Tile Placement games have been hot ever since Carcassone debuted in 2000 and remain so. In Tile Placement games, the player's turn involves the placement of a tile on some kind of board to accomplish an objective. Inevitably these games are part Tile Placement and part Pattern Recognition, as the best place to put the tile onto the board is going to have something to do with recognizing and maximizing patterns. As a result, these games are great right out of the box for developing abstract thinking, number sense and, yes, pattern recognition. The great thing about these kinds of games as well is that they are generally very easy to learn, so players who are new to more advanced modes of board gaming can easily be introduced to this modality and find it quite accessible. Because they are about the relationships between the patterns as well, they are a great model for gamified learning. Many quite interesting gamified plans could come from each of these games being used as a model.

Azul (BGG Rank: 41)

Published in late 2017, Azul was an instant sensation. In this game, you are creating tile patterns that resemble Portuguese tile work. That may sound a bit dry, but the game play is accessible, strategic for heavy games and fast. One of the best new games of the year, pretty as all get out and a delightful challenge.

Bärenpark (BGG Rank: 362)

Another 2017 offering, in Bärenpark the players are creating zoological parks for, you guessed it, bears! A pretty strategic family game as these things go, Bärenpark features tiles with many different shapes and sizes and asks each player to place these tiles so that they complete four play grids. The way you play your tiles determines the next tiles you'll have available on subsequent turns. Charming and challenging.

Carcassonne (BGG Rank: 140)

Carcassonne is the grand-daddy of this genre, in which players expand the landscape of medieval France, creating little towns, big cities, productive fields and roads and well-supplied cloisters. Game play is easy, but mastery of the scoring mechanics is quite tricky. This game has dozens of expansions, but plays great right out of the box without expansions.

Metro (BGG Rank: 1458)

In Metro, players are trying to make connections between different 19th century Parisian underground railroad stations. Sounds a bit dry, I know, but I assure you, this is a great game. Each turn, you have a tile in front of you that has different patterns of railway on them. You can play your tile anywhere you like (with few restrictions) and once you do, if that completes the circuit, whatever railway stations that now connect are scored. Probably the most challenging of the pattern recognition forms of Tile Placement in this list.
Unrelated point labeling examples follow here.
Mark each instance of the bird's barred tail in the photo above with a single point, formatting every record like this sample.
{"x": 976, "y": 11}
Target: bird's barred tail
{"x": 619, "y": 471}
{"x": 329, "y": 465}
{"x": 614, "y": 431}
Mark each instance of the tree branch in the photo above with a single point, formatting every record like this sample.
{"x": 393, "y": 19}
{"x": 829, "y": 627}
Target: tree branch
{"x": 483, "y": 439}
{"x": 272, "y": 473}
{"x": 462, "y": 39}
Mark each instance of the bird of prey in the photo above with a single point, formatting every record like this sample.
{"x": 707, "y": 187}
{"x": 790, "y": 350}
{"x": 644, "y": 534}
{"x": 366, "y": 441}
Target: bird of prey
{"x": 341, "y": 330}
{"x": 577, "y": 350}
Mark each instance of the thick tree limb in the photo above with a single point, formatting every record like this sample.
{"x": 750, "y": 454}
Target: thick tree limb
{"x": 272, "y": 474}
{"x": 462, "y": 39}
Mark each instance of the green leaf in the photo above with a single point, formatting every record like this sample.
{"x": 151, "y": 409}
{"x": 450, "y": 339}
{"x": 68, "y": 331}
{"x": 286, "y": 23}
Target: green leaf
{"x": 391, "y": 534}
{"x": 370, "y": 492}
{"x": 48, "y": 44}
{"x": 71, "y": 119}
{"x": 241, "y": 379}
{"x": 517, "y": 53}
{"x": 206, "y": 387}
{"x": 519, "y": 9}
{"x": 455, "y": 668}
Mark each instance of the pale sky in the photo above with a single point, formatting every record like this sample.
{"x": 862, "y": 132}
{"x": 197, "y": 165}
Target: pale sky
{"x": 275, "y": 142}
Terraforming Mars (BGG Rank: 5)

Another recent hotness, in Terraforming Mars you take on the role of a corporation or other collective entity driving to create the conditions on Mars such that it can be described as fully terraformed. This involves atmospheric and temperature manipulation as well as transformation of the surface of the planet (the Tile Placement component). This is a great game worthy of the attention it is showered with. It looks way harder than it actually is.